1.
Mes frères, l’Evangile que nous venons d’entendre nous fait connaître l’immense charité de Notre-Seigneur et Sauveur pour nous, de Jésus-Christ, toujours Dieu dans le sein de son Père, devenu homme parmi nous, en se revêtant de notre chair, et assis maintenant à la droite du Père éternel. Oui, par la lecture qui vous a été faite, vous avez dû comprendre combien nous aime notre Rédempteur. Il nous a lui-même donné et fait connaître la mesure de son amour pour nous, en nous disant que son commandement nous oblige à nous aimer les uns les autres1. De plus, il n’a pas voulu nous laisser de doutes ou d’inquiétudes sur l’étendue de l’affection que nous devons mutuellement nous porter: il a précisé les bornes de cette affection, pour qu’elle plaise à Dieu et devienne parfaite, c’est-à-dire, qu’elle ne soit inférieure à aucune autre; il nous a donné à cet égard un enseignement positif, exprès, car il a. dit : « On ne peut avoir une plus grande charité que de donner sa vie pour ses amis2». Il a pratiqué lui-même ce qu’il a enseigné : ses Apôtres ont suivi ses préceptes et ses exemples, et ils nous ont appris que nous devons marcher sur leurs traces. Imitons donc Jésus-Christ sans doute nous ne lui ressemblons pas sous tous rapports: comme notre Créateur, il est bien différent de nous; mais puisqu’il a bien voulu se faire homme pour nous, nous avons, selon son humanité, des traits de ressemblance avec lui. S’il eût été le seul à nous donner l’exemple, aucun de nous peut-être ne devrait oser marcher sur ses traces, car il n’a pas cessé d’être Dieu en devenant homme; mais, en tant qu’homme, il a eu des imitateurs : Seigneur, il en a eu dans ses serviteurs ; Maître, il en a eu dans ses disciples: ceux que nous pourrions appeler nos pères, parce qu’ils sont entrés avant nous dans sa famille, nos compagnons dans le service de Dieu, ont marché à sa suite: d’ailleurs, il ne nous commanderait pas de faire ce qu’il a fait lui-même, s’il le jugeait impossible. Si tu compares la grandeur de ta faiblesse à la difficulté du précepte, et que le courage te manque, puise de la force dans les exemples placés sous tes yeux. L’exemple lui-même te remplit de crainte : mais n’as-tu pas à côté de toi celui qui, après t’avoir donné l’exemple, te donnera la force de le suivre?

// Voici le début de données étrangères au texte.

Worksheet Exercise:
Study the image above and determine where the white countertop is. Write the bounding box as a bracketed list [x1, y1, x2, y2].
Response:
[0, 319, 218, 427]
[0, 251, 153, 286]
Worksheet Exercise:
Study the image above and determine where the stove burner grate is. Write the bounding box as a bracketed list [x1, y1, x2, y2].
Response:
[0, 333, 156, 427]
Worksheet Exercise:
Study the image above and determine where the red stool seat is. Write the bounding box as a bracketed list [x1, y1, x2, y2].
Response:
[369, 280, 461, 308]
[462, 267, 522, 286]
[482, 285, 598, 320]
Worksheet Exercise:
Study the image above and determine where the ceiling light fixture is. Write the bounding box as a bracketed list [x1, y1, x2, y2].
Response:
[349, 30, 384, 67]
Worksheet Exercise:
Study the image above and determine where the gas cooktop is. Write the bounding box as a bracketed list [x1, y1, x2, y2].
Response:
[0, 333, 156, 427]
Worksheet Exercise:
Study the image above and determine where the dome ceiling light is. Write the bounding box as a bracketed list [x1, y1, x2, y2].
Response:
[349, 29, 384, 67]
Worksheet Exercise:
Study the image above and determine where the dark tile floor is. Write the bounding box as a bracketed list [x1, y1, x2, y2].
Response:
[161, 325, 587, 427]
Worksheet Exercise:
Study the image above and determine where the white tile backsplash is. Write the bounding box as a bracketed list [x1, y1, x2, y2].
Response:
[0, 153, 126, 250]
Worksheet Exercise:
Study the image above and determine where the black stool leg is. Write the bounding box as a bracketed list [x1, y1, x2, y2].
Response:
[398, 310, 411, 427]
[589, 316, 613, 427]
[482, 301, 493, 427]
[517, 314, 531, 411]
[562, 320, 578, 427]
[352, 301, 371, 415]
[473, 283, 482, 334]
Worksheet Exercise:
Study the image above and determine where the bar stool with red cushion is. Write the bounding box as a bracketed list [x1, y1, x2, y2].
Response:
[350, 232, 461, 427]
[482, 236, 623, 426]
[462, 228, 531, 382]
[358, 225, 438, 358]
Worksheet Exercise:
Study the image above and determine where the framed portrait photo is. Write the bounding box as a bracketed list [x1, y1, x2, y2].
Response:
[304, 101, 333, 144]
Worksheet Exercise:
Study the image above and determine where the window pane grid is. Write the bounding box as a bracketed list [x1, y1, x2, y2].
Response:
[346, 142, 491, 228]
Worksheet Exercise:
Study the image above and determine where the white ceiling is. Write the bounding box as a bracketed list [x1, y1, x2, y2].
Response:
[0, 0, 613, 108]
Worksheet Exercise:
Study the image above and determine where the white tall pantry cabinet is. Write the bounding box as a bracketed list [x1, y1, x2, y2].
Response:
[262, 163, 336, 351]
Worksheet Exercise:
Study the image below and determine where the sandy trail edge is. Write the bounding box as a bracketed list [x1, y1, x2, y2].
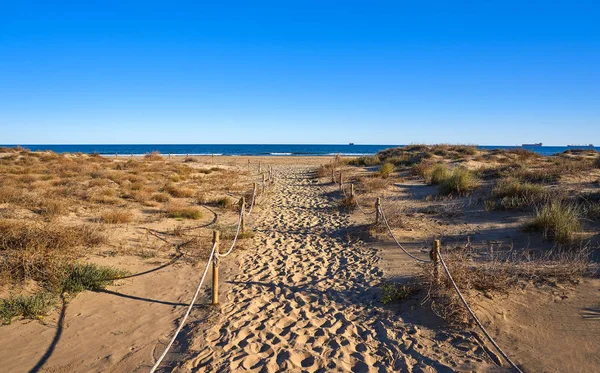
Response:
[177, 167, 490, 372]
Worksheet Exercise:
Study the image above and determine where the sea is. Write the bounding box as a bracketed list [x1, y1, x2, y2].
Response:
[0, 144, 600, 156]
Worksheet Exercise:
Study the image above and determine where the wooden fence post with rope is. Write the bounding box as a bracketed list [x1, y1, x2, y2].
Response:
[240, 196, 246, 233]
[212, 230, 220, 306]
[429, 240, 441, 284]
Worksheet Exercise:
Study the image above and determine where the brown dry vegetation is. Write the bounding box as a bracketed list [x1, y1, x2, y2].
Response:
[340, 145, 600, 323]
[0, 148, 252, 322]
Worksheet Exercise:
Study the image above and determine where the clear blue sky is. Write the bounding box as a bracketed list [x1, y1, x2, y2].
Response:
[0, 0, 600, 145]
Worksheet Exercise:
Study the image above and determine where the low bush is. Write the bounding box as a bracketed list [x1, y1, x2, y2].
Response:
[439, 167, 478, 195]
[379, 162, 395, 179]
[61, 263, 129, 294]
[100, 210, 133, 224]
[167, 205, 202, 220]
[492, 178, 550, 210]
[346, 155, 381, 167]
[429, 163, 452, 185]
[0, 291, 56, 325]
[526, 199, 582, 244]
[381, 282, 418, 304]
[163, 184, 195, 198]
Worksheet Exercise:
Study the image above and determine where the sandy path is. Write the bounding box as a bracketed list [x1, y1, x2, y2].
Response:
[180, 167, 486, 372]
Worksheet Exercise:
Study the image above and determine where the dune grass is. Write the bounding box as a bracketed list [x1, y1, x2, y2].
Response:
[526, 199, 582, 244]
[439, 167, 478, 195]
[0, 291, 57, 325]
[379, 162, 396, 179]
[167, 204, 202, 220]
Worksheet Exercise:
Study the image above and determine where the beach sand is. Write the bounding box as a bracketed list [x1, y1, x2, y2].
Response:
[0, 157, 600, 373]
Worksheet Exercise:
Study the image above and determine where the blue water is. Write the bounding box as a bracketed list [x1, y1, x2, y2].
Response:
[0, 144, 600, 156]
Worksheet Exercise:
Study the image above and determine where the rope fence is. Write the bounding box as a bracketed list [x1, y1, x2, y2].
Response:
[331, 165, 523, 373]
[150, 164, 274, 373]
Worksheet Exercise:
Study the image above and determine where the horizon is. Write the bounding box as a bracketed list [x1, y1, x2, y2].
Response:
[0, 1, 600, 142]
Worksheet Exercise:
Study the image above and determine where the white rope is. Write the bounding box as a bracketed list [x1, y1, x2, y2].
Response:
[436, 250, 523, 373]
[216, 203, 244, 258]
[246, 184, 258, 216]
[150, 242, 217, 373]
[379, 205, 431, 263]
[354, 196, 377, 215]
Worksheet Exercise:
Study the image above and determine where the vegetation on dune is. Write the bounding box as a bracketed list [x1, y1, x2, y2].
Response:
[439, 167, 478, 195]
[0, 291, 57, 324]
[526, 199, 582, 244]
[167, 205, 202, 220]
[0, 148, 247, 323]
[429, 163, 452, 185]
[381, 282, 418, 304]
[379, 162, 396, 179]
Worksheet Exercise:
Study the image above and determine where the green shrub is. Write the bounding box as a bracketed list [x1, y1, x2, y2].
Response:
[0, 291, 56, 324]
[430, 163, 451, 185]
[492, 178, 549, 210]
[379, 162, 396, 179]
[62, 263, 128, 293]
[439, 167, 477, 195]
[346, 155, 381, 167]
[167, 205, 202, 220]
[526, 200, 582, 244]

Ecoutons maintenant ce psaume; par une heureuse coïncidence, et par un effet de la grâce divine, il concorde parfaitement avec l’Evangile de ce jour, et il nous rappelle la charité de Jésus-Christ qui a donné sa vie pour nous, afin que nous donnions aussi la nôtre pour nos frères3. Il y a donc entre l’Evangile d’aujourd’hui et ce psaume, rapport et accord: nous pouvons apprendre par la lecture de l’un et de l’autre combien Notre-Seigneur nous a aimés en donnant sa vie pour nous, puisque le LVIe psaume a trait à sa passion. Vous savez déjà, sans aucun doute, que considéré dans son entier, le Christ est en même temps tête et corps. Comme tête, notre Sauveur a souffert sous Ponce-Pilate, il est ressuscité ensuite d’entre les morts, et il est maintenant assis à la droite de son Père son corps, c’est l’Eglise ; non pas telle ou telle Eglise, mais l’Eglise répandue dans tout l’univers : cette Eglise qui comprend tout à la fois les hommes aujourd’hui vivant dans son sein, et ceux qui lui ont appartenu dans les siècles passés, et ceux qui lui appartiendront après nous jusqu’à la fin des siècles. Dans son intégrité, l’Eglise se compose de tous les fidèles, parce qu’ils sont tous membres du Christ; elle a sa tête dans le ciel, d’où celle-ci gouverne le reste du corps. Le corps est privé de la vue de son divin Chef, mais il lui est uni par les liens de la charité. Puis donc que le Christ, envisagé dans son entier, est en même temps tête et corps, nous devrons comprendre en ce sens les mots de tête et de corps, et les lui appliquer, toutes les fois que nous les rencontrerons dans la lecture de n’importe quel psaume. Le Sauveur n’a pas voulu que dans ces différents passages on parlât de lui sans parler de nous, puisqu’il n’a pas voulu s’en séparer ; n’a-t-il pas dit, en effet : « Voilà que je suis avec vous jusqu’à la consommation des siècles4? » S’il est avec nous, il parle en nous, il parle de nous, il parle par nous: de même, parlons-nous en lui, et disons-nous pour cela la vérité, tandis que nous tombons dans l’erreur et le mensonge dès que nous voulons parler en nous-mêmes et d’après nous.